Thank you so much, Gary!! I like ickmeister catholic!! That says it!!
Sickly is right, Cherise!!! And yes, there are so many things wrong with...well, you know!!! Thank you so much for reading, commenting and making me laugh, all of those who have commented!!!
God, I loved this! We went to the same school! A shame we all have such horrible, vivid memories of those times, but as Kathy said, "Great fodder for writing." Big Fave, Meg.
what a great story & the language, meg, the language...roars with thunder, this one, really rolled down all the way from memory hill into my lap.
Dear MaryAnne, Such beautiful memories!!! Thank you so much for reading and commenting!!
Dear Marcus,
So glad that you liked this and really appreciate your generous comments!!! Even your comments are poetry,"really rolled down all the way from memory hill into my lap." I love that!!! Thank you so much!!
Catholic means universal and this is universal, Meg. It digs through the dirt of details to get at a higher truth.
"hurry up, fill that page, nobody asked for Picasso!"
* (#10)
Dear Bill,
Thank you so, so much for your incredible comments!! I really appreciate your taking the time to read and comment, Bill!!!!
Great writing, Meg! I thought this first appeared in Midnight Screaming Magazine.
Dear Ajay,
Thank you so much for reading and commenting!!! Yes, MSM had a version of it! I'm so glad you liked it!!! Cheers!
Jesus, Mary and Joseph! Lord of the Flies meets Micky Mouse. I still have marks from that metal edge on the ruler. You don't mention those shiny black uniform shoes that would let me look up your uniform dress. They almost made wearing the tie worth it.
My elementary schooling was in communist Czechoslovakia but the experience was identical, including daily beatings. Catholic -- universal indeed. Terrific evocation of the horrors. And that experience is indeed much fodder for writing. *
Dear Larry,
Wasn't there a book, "Do patent leather shoes reflect up?" I seem to remember that, but don't remember the author! Thank you so much for your Jesus, Mary and Joseph comments! Ha! Much appreciated and I am loving all these horror flashbacks to the early days from the comments!!!
Dear Andrew, I think you and Bill Yarrow are right! It's universal!! And those are the experiences we don't forget! Not so beautiful, but definitely memorable!!! Thank you so much for commenting and sharing your experience!!! Much appreciated!
Funny in that gut-sick-feeling sort of way. I think I'm the only one who never experienced the wrath of the good sisters. You make it very real, very scary. Peace *
Dear Linda,
I'm so glad you never experienced the wrath!!! It was a bit daunting!!! But, once again, lots of material to work with!
Thank you so much for reading and commenting!!!! So appreciate it!
Catching up on Fictionaut posts.
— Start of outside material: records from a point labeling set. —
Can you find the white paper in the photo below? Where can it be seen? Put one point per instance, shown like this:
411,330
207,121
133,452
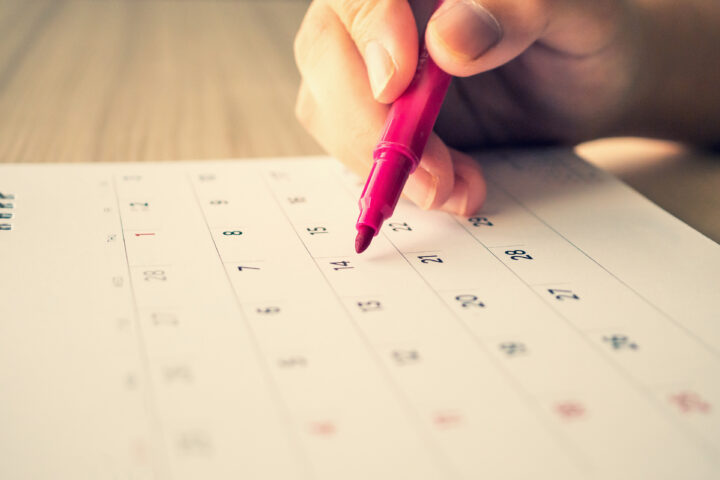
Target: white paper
203,320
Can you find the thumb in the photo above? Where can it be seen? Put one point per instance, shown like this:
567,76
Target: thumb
467,37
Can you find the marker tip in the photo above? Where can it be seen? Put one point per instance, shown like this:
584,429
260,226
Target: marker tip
364,237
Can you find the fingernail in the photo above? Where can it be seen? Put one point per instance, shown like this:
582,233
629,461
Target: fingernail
380,67
458,201
466,29
422,188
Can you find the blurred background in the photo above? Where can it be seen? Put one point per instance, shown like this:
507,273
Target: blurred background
148,80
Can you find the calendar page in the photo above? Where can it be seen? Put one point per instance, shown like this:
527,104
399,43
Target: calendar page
211,320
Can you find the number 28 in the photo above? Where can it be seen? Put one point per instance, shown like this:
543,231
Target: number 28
518,255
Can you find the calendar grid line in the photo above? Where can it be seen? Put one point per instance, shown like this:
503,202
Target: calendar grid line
372,353
527,397
627,376
150,397
668,317
578,458
281,404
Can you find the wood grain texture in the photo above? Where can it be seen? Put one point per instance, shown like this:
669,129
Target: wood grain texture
148,80
144,80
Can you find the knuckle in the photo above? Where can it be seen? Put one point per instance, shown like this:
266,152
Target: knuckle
312,34
359,15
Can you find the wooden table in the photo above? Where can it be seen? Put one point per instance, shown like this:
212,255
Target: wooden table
84,81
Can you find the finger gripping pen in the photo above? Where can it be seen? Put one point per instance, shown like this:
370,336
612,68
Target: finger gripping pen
407,128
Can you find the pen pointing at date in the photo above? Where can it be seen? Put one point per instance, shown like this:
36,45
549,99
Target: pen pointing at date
407,129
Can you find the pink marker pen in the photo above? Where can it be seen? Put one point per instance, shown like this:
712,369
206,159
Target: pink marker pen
397,155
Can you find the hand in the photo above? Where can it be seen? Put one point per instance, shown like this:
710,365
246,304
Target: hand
557,71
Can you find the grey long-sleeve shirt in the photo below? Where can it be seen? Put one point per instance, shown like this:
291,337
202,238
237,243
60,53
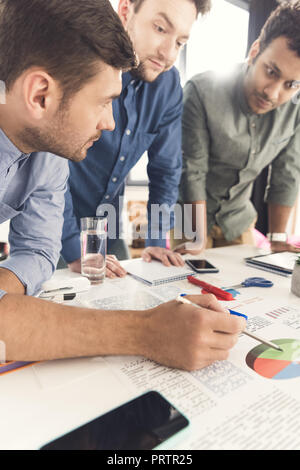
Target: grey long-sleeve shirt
226,146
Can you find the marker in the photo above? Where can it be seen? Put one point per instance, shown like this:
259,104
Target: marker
182,298
222,294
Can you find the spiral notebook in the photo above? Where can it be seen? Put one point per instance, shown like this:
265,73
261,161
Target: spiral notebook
155,273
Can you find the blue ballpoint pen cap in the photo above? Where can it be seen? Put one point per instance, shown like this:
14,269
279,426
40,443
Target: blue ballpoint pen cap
232,312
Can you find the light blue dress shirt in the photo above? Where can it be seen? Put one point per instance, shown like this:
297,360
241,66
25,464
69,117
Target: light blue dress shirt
32,191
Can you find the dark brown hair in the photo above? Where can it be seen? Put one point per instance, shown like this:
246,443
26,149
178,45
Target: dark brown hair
284,21
67,38
202,6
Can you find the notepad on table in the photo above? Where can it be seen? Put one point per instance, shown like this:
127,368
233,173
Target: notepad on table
155,273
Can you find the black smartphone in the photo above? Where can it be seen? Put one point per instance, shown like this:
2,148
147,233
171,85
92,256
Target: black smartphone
201,266
141,424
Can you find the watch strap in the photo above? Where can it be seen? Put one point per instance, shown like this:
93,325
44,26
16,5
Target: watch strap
277,237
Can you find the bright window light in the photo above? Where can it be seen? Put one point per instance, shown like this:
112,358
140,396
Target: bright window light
219,40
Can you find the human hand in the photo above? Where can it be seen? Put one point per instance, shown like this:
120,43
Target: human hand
278,247
188,337
114,268
167,257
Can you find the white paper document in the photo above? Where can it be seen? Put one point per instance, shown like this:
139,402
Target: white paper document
155,273
250,401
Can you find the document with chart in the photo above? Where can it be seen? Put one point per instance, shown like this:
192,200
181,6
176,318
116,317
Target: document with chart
257,385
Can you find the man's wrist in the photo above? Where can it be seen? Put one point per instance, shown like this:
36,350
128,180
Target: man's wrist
277,237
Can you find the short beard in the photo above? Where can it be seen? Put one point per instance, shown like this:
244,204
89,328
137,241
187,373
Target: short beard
139,72
53,138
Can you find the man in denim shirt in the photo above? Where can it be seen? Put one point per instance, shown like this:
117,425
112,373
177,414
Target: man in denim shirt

Ah, the beauty of education. Loved this. *
Dear Christopher,
Thank you so much!!! Yes, so many beautiful memories!!!
"Time was never to be on his side as he fought a losing battle with the vicious stream that laughed its way down his pant legs."
Poor boy!
"hurry up, fill that page, nobody asked for Picasso!"
Ahh, the dimness and dubiousness of childhood memories. :) Thanks for sharing them with us.
gruesomely awesome. *
Thank you so much, Berit!!!!
I love your comments, Beate! "Gruesomely awesome," one of my all-time favorites! Thank you so much!!!